Parecería una necesidad insistir sobre el problema de la deuda pública de República Dominicana, sino fuera porque ya este tema se ha vuelto global en América Latina y el Caribe, y está concentrando la atención de la mayoría de los organismos internacionales que apoyan el desarrollo de los países. En efecto, en un documento que lleva el mismo nombre de este artículo, se plantea que “la deuda pública ha superado el 60% del producto interno bruto de la región en su conjunto, y seis países tienen tasas de endeudamiento superiores al 80%”, con lo cual se han venido debilitando las calificaciones de riesgo, han aumentado las primas pagadas y dejando poco espacio fiscal para las inversiones públicas.
Sin dudas, estamos escribiendo una crónica de una muerte anunciada con relación de la deuda. Si no lo creen, lean estos datos. En el 2000, el país tenía una deuda del sector público no financiero de un poco más de 3,200 millones dólares, y la mayoría de los préstamos eran con organismos multilaterales, a bajas tasas de interés y períodos largos de plazo para pagar. Dieciocho años después la deuda se coloca, sin querer alarmar, en alrededor de 31,800 millones de dólares, incluyendo los US$300 millones que aprobó el Congreso de la República la semana pasada para fines de complementar el Presupuesto del 2018.
La tasa de crecimiento promedio anual de la deuda dominicana es de un 14.0%, expandiéndose la externa a un rimo de un 12.3%, también como promedio por año, y la interna en un elevado 30.7%. Para el período 2000-2018, esta deuda ha crecido un 882%, con el agravante de que ha cambiado su composición, pues ahora los préstamos son de más corto plazo, con acreedores privados y a tasas más elevadas. La cosa empeora si le sumamos a esto una deuda del Banco Central que tiene su origen en el déficit cuasi fiscal.
Y esto no es un ejercicio de prestidigitación ni nada parecido. Tampoco es una adivinanza porque estos datos son oficiales. La advertencia es válida y también va para todos los ciudadanos. Más deuda implicará, en el corto o mediano plazos, un ajuste fiscal de dimensiones impredecibles, pues no es posible que de los ingresos ordinarios continuemos pagando más de un 40% anual por el servicio de la deuda.
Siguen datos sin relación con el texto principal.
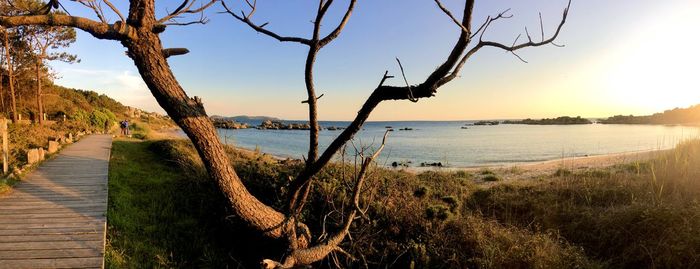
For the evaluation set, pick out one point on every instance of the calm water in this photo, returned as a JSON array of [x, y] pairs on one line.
[[447, 143]]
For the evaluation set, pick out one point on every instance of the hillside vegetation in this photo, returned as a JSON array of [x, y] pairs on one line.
[[69, 111]]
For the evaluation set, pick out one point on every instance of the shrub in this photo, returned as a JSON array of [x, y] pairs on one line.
[[452, 202], [421, 191], [439, 212], [562, 172], [491, 178]]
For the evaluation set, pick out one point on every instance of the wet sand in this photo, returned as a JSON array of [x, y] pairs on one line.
[[508, 171]]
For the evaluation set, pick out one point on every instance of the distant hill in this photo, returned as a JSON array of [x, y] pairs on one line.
[[565, 120], [690, 115], [245, 118]]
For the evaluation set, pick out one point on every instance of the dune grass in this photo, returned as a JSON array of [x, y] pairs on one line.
[[165, 212]]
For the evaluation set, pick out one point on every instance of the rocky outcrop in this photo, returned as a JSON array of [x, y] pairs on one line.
[[228, 124], [279, 125]]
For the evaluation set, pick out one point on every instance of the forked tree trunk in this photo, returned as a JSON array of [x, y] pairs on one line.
[[13, 103], [39, 104], [189, 114]]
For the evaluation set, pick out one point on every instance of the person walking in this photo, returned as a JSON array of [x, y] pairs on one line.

En poco tiempo empezará a ser cada vez menos lo que se dedique del presupuesto a inversión en infraestructura, y luego tocará al gasto corriente, y así seguiremos hasta llegar el fondo. Todo esto si no se abren los ojos y empiezan a aplicarse las medidas necesarias de recorte de gastos, en todos los niveles de la estructura estatal, aunque les duela a los insensatos. Hoy podemos administrar la incertidumbre y evitar los cisnes negros; mañana, no sabremos.